C. PUC MATTERS. We express no opinion with respect to matters relating to
any state public utilities commission or similar authority for the Company,
including without limitation whether any consents or approvals are required to
be obtained from any such entity.
D. FACTUAL MATTERS. As to various questions of fact relevant to this
opinion we have relied, without independent investigation, upon the certificates
of officers of the Company.
E. LAW LIMITATIONS. All the opinions expressed herein are limited to the
substantive laws of the State of Colorado.

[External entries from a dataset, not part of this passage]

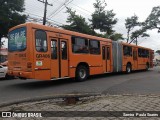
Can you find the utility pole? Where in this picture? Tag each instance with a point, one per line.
(45, 10)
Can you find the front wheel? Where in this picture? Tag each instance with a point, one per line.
(81, 73)
(128, 68)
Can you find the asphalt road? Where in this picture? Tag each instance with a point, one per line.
(141, 82)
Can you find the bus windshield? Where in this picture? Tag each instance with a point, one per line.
(17, 40)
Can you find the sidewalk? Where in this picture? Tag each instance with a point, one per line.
(89, 104)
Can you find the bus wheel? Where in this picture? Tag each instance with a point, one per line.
(81, 73)
(128, 68)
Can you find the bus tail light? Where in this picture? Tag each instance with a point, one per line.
(29, 65)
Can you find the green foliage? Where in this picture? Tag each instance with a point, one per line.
(77, 23)
(139, 33)
(116, 36)
(102, 19)
(158, 51)
(131, 23)
(10, 11)
(153, 20)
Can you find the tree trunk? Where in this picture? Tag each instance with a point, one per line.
(0, 47)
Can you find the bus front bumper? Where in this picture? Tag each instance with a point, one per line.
(21, 74)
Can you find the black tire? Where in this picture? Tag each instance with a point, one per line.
(81, 73)
(128, 68)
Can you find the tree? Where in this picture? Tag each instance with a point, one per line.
(116, 37)
(102, 19)
(158, 51)
(138, 33)
(153, 20)
(77, 23)
(130, 24)
(10, 11)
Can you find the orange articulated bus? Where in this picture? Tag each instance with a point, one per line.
(47, 53)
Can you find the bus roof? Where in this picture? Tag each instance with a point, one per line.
(63, 31)
(68, 32)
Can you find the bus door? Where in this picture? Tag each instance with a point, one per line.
(59, 58)
(106, 58)
(151, 57)
(135, 59)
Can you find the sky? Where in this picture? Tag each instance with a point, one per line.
(123, 9)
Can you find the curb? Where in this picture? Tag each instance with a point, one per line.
(56, 96)
(74, 95)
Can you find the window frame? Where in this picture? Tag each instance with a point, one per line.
(72, 44)
(56, 49)
(46, 40)
(129, 50)
(99, 47)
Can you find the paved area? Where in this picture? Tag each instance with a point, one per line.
(139, 82)
(94, 107)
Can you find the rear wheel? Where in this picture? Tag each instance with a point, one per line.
(128, 68)
(81, 73)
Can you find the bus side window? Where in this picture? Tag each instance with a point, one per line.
(53, 49)
(41, 41)
(108, 53)
(103, 52)
(64, 50)
(79, 45)
(127, 51)
(94, 47)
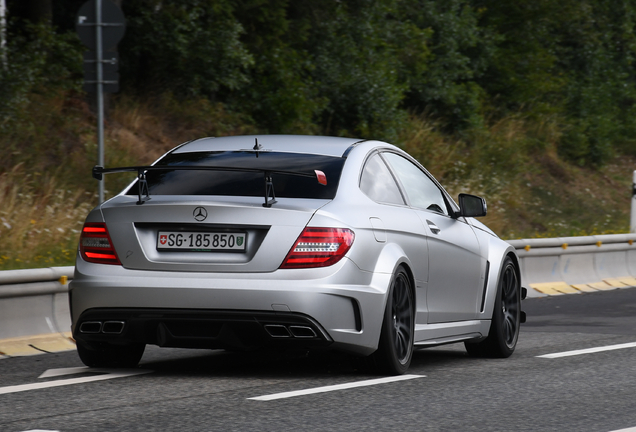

Qwest Capital Funding, Inc.
July 12, 2001
Page 4
F. NON-PARTICIPATION IN NEGOTIATIONS. We have not participated in
negotiation of the Registration Rights Agreement, the Purchase Agreement or the
transactions contemplated thereby, nor have we participated in the preparation
of any documents or filings with respect to the Exchange Offer, including
without limitation, any registration statements or related prospectuses,
amendments or supplements relating thereto. Our undertaking has been limited to
a review of the form and content of the Registration Rights Agreement to the
extent we deem appropriate to render the opinions expressed herein. We have not
reviewed any other agreement for the purposes of rendering this legal opinion or
been informed of any other understanding, and we offer no opinion as to the
effect of any such other agreement or understanding on the opinions expressed
herein. Without limiting the generality of the foregoing, we express no opinion
herein with respect to the legal, valid and binding nature of or the
enforceability of the Exchange Notes, with respect to which we understand that
you have received a legal opinion from O'Melveny & Xxxxx LLP, dated the date
hereof.
The opinions expressed herein are rendered as of the date hereof. We do not
undertake to advise you of matters that come to our attention subsequent to the
date hereof and that may affect the opinions expressed herein, including without
limitation, future changes in applicable law. This letter is our opinion as to
certain legal conclusions as specifically set forth herein and is not and should
not be deemed to be a representation or opinion as to any factual matters. The
opinions expressed herein may be relied upon only in connection with the
Exchange Offer by the addressees hereof and by holders of the Notes or the
Exchange Notes; provided that O'Melveny & Xxxxx LLP may rely on this opinion
with respect to Colorado law for the purposes of delivering its legal opinion
dated the date hereof in connection with the Exchange Offer. The opinions
expressed herein may not be quoted in whole or in part or otherwise used or
referred to in connection with any other transactions and may not be furnished
to or filed with any governmental agency or other person or entity without the
prior written consent of this firm; provided that we consent to the filing by
the Company of this opinion as an exhibit to the Registration Statement on Form
S-4 (the "REGISTRATION STATEMENT") to be filed contemporaneously herewith with
the Securities and Exchange Commission in connection with the Exchange Offer,
and we further consent to the use of our name under the caption "Legal Opinions"
in the Prospectus forming a part of the Registration Statement.